We only had 27 ears, but the method we used is what is used for 100-300 ears at a time. First, we boiled a bunch of ears (5-7) in a big pot on the stove for about 7 minutes. Once they are done, we pull them out of the pot and drop them in another large pot (in this case, the sink) of cool water to chill the corn. While they are cooling, more ears are put in the boiling pot for another seven minutes. Once the next round of seven minutes is up, the ears that are cooling are moved to another large pot. This last pot is ice cold water with floating ice cubes. Here, the corn finally cools to the right temperature. The corn in the boiling pot is moved to the sink of cool water and raw corn is put into the boiling water. This gets repeated for as many ears as you have. I was in charge of replacing the sink of cool water and adding ice to the pot of ice water, since these warm up with the addition of boiling ears of corn. Also, I was in charge of shifting ears from one pot to the next and timing these shifts. My mother, then, took the iced corn outside and cut off all the kernels. The corn was then bagged and frozen for storage until Thanksgiving or Christmas dinner-time. Unfortunately, it got dark outside as we continued this process (it took about two hours ) and so I went out with a flashlight while mom finished cutting the last few ears. ^^ It was fun, but a lot of work!
In addition to the peaches and the corn, we have received a gift of fresh tomatoes and concord grapes from a nice couple in the congregation. Growing food is fun!
Thursday: My father and I took a trip to the Tabernacle replica in Lancaster. It was a really nice afternoon, though the traffic around Lancaster is possibly worse than the DC loop. o_O On the way, we ate tasty chicken salad sandwiches. We also saw a number of car accidents. We safely arrived about noon.
The Tabernacle tour was very nice. They have the outer courtyard outside. It was here that they began the tour by explaining what people would do upon arrival and how the sacrifices were conducted. Then we went inside the Tabernacle itself. There we learned about the construction of the walls and the different pieces inside. It was really interesting to see how the design was prescribed in a way that made it easy to quickly de-assemble and move the structure. The walls were composed of panels that sat on flat post-bases. To hold the panels together, each panel had loops to hold a pole that was run the entire length of the building at the bottom, middle, and top. This long pole was screwed together out of shorter poles. The entire structure was then covered in four layers of fabric, the last being leather so the structure was also waterproof. Interesting! After the tour, we bought some materials about it. We haven't had time to read these yet, though.

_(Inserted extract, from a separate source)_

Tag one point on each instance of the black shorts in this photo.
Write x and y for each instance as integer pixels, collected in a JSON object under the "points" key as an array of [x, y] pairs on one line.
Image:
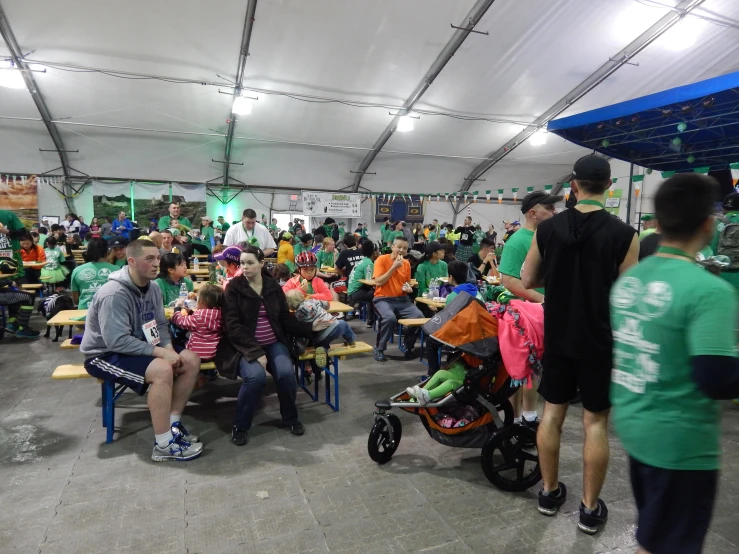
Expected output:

Friday: In the morning, we finished birthday work for my brother's party (involves us going to gram and pap's house for ice cream, cake, and gifts^^). Then we baked a cake for the church picnic on Saturday. About this time, I thought I heard thunder... As it turns out, it was raining! It has only rained a couple of times all summer (only once since I have been home). So, mom and I ran out to get the clothes on the line. Just in time, too. It really rained and stormed and even hailed. We ate lunch listening to it. I hear that in Muncy the hail was so bad that it actually broke car windshields.
In the afternoon, I took care of some paperwork to secure my TA position in the fall. This semester I will be working with two professors and two sections but for the same number of hours. The workload is making me nervous... Anyway, Friday evening we spent playing cards and eating homemade ice cream at the home of a couple from our church. It was fun!
Saturday: Today we will husk corn and cook it and a bunch of hot dogs for the church picnic at 5:00. We also need to prepare the games and prizes. Also, there is always cooking and laundry here at home to help do. Off I go!